FAQs - Courses and Program

This page provides updated FAQs about individual Data Science courses (such as Data 8, connectors, and Data 100) and more information about the program as a whole. It is current as of January 2018.

A separate page covers FAQs for the proposed Data Science major and minor.

To ask questions and see more answers about the proposed Data Science major and minor and other aspects of the Data Science program, please check out: piazza.com/berkeley/other/data001.

Data 8 (COMPSCI / INFO / STAT C8, Foundations of Data Science)

Is Data 8 a computer science class, a statistics class, or something else?

  • Both, and more. Data 8 lets students get a fundamental understanding of key computational and statistical concepts and practices by working hands-on with real data. It weaves together these disciplines and their implications in a powerful and interesting way. More of the topics come from statistics than from computer science. Some of these topics are quite different from what appears in a typical introductory course from either discipline.

Who takes Data 8? Who does well in it?

  • Students from a wide range of majors in every College. It’s not just for “technical” or “non-technical” people.

Does Data 8 have prerequisites?

  • No. The course is designed for students who are new to statistics and programming, although students with experience in one or the other definitely still say they learn a lot.

Does Data 8 depend on any previous background in statistics?

  • No. Data 8 teaches statistics differently from most high school or college courses.

Does Data 8 depend on any previous experience with computer programming?

  • No. About half the students in Data 8 typically say they have no or very limited programming skills.

What programming language is Data 8 taught in?

  • Python.

If I want more background in programming, can I take another course as well?

  • Yes, you can also take CS 10, CS 61A, or programming courses elsewhere or online. We’re sometimes able to offer a summer course CS/STAT C8R that may help students who want additional time and practice before Data 8.

Who designed Data 8? Who teaches it?

  • Data 8 was designed by a multidisciplinary team of Berkeley faculty. It is taught by different faculty in different semesters.

How can I learn more about Data 8?

  • An in-depth introduction to Data 8 is here. Or just visit data8.org. All the course materials are online.

Data 8 Logistics

Is there any difference between COMPSCI C8, INFO C8, and STAT C8?

  • No, they’re all the same class.

All three classes show up in Cal Central. Which one should I enroll in?

  • All the seats in each semester are associated with one department. Enroll in whichever one has seats that semester. (Fall 2017: COMPSCI C8, CCN 42193; Spring 2018: STAT C8, CCN 31678; Summer 2018: STAT C8, CCN 15968, Fall 2018: COMPSCI C8, CCN 27696)

How many seats are available in Data 8?

  • The class is now a regular offering. We aim to offer it every semester, and we are trying to meet student demand. For the first time in Spring 2018, we may have to limit the course to ~1000 students. We hope to be able to offer more seats in Fall 2018.

If there are seats in the Data 8 lecture, but no lab sections open for enrollment, how do I enroll in a lab section?

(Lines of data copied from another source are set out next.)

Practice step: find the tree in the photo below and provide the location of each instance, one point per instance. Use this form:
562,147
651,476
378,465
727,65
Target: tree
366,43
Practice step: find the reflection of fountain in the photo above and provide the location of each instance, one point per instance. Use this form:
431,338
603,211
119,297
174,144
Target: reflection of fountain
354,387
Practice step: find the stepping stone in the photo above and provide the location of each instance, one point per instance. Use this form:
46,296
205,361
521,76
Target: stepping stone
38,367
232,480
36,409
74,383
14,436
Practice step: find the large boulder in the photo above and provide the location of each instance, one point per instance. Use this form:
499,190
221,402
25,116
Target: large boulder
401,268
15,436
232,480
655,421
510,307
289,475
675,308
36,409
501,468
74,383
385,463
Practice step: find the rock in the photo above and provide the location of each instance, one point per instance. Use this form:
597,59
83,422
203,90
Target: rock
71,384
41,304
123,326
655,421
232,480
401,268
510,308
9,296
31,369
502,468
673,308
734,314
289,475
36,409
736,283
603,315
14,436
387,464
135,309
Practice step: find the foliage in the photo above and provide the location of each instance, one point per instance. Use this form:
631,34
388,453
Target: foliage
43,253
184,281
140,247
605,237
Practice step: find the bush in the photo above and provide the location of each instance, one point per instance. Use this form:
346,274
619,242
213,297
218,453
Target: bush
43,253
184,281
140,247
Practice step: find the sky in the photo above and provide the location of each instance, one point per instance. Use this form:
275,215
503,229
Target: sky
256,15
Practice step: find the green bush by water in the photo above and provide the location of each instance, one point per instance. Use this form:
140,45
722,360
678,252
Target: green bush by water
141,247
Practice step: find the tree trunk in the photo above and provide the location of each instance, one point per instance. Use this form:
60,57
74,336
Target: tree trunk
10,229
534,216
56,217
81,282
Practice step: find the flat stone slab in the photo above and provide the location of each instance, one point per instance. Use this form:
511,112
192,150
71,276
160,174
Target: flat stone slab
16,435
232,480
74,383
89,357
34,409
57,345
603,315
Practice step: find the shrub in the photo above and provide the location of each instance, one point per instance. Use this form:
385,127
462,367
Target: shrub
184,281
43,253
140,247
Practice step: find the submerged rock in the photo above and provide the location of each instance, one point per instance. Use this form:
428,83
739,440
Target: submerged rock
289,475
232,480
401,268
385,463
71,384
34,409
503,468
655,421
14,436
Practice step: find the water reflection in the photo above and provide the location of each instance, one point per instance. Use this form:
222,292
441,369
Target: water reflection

  • In some semesters (such as Fall 2017), lab section enrollment is decided at the start of the semester. In those semesters, there will be a 999 section. In that case, sign up for the 999 section.

Are seats reserved for particular categories of students?

  • Freshmen and sophomores have priority to start. As soon all undergraduates have had their Phase II appointments, no seats will continue to be held for particular categories of students, and the waitlist will be processed in order.

I'm interested in doing the EdX course, Data 8X, online. Does this count to satisfy Data 8?

  • No, unfortunately Data 8X doesn't have all the content of Data 8, and does not transfer academic credit.

Can graduate students enroll?

  • Yes, they can enroll like juniors and seniors.

Which majors’ statistics/quantitative or computing requirements does Data 8 satisfy?

  • Please review the current list of requirements satisfied. If your major or intended major has a statistics/quantitative requirement or a computing requirement and isn’t listed here, please consult an advisor for your major. We would be grateful to hear about it on Piazza.

Does Data 8 satisfy the L&S Quantitative Reasoning requirement?

  • Yes.

Can I receive credit for both Data 8 and CS 61A?

  • Yes.

Can I receive credit for both Data 8 and Stat 2/20/21?

  • Yes, but this path is not recommended.

Should I take Data 8 if I have already completed both CS 61A and Stat 20/21?

  • No. You should take a more advanced data science course, such as Data 100CS/STAT C100 (which also requires additional math prerequisites). In the proposed Data Science major we hope to allow a “grandfathered” option for students taking this pathway before Data 8 was available.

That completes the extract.